I'm currently exploring the use of SealedSecrets and have a specific question regarding its functionality. Can I use the --re-encrypt flag in conjunction with the --cert flag? Specifically, I'm interested in knowing if it's possible to use a custom public key along with a private key to re-encrypt.

In my experience, when I use --re-encrypt on Cluster 1 with a --cert pointing to a public key from Cluster 2, it seems to work seamlessly. I don't receive any errors from the controller, which suggests that this combination might be valid. However, I wanted to confirm if this is the expected behavior and if there are any potential issues or limitations I should be aware of when using these flags together.

Thanks for your time and assistance.

hi @BlueCog

No, you can't use the --cert flag to re-encrypt. However, if your new certificate is on the cluster, using kubeseal --re-encrypt should re-encrypt the secret with the latest certificate.

If you want to use your own certificate with --re-encrypt, we suggest you to create a secret with your certificates as the controller is doing and with the --re-encrypt you will be able to re-encrypt the secret with your own certificate.

Álvaro

Hello @alvneiayu thanks for getting back to me.

In reaction to you:

No, you can't use the --cert flag to re-encrypt. However, if your new certificate is on the cluster, using kubeseal --re-encrypt should re-encrypt the secret with the latest certificate.

In this case the secret will be re-encrypted with the primary private key right? So it won't use any (extra) custom public key i've implemented myself.

The case here is:

• automatic key rotation is active
• extra custom private keys are active (with self hosted public certs)

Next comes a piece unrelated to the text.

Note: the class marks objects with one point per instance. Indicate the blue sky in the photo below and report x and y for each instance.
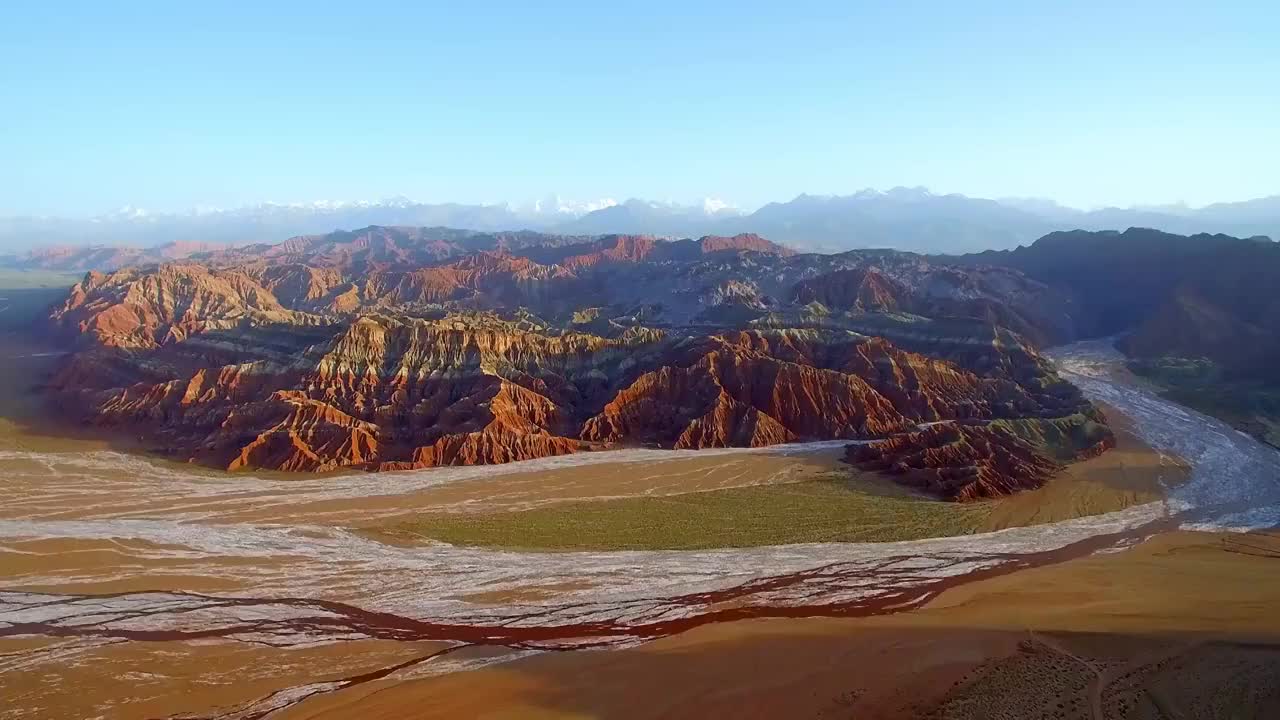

I'd like to re-encrypt with any of the extra custom private keys...

If you want to use your own certificate with --re-encrypt, we suggest you to create a secret with your certificates as the controller is doing and with the --re-encrypt you will be able to re-encrypt the secret with your own certificate.

In this case multiple private key's are active in the controller (see above). So I don't have control over which certificate/private key would be used via the --re-encrypt method.

Is my assumption correct that --re-encrypt only works if there is 1 private key active? So that if I want to re-encrypt with a custom private key I have to re recreate the secret entirely?

hi @BlueCog

Yes, if you have multiple certificates, the controller will always use the latest one or the newest one to re-encrypt your secret. If you applied a newest certificate or your own certificate as a secret, you will always use the newest one. You can verify what is the certificate that you are using doing a --fetch-cert.

No, you have control to encrypt it (latest one) but to decrypt no, the controller has a registry with all the private keys applied and the controller will check with all the private keys to decrypt it.

In summary:

• To encrypt: You will use the latest one certificate applied or created by the controller
• To decrypt: The controller will check with all the private keys in your cluster. The controller will try to decrypt with the the new one and so on.

Álvaro

Ok thanks.

So to be complete (see my original starting question above):

It is not possible to use --re-encrypt for a specific (custom) private key and certificate.

Please make this more clear in the documentation or even the error message.

error: invalid configuration: no configuration has been provided, try setting KUBERNETES_MASTER environment variable

This error message is not really clear that those two flags do not work together.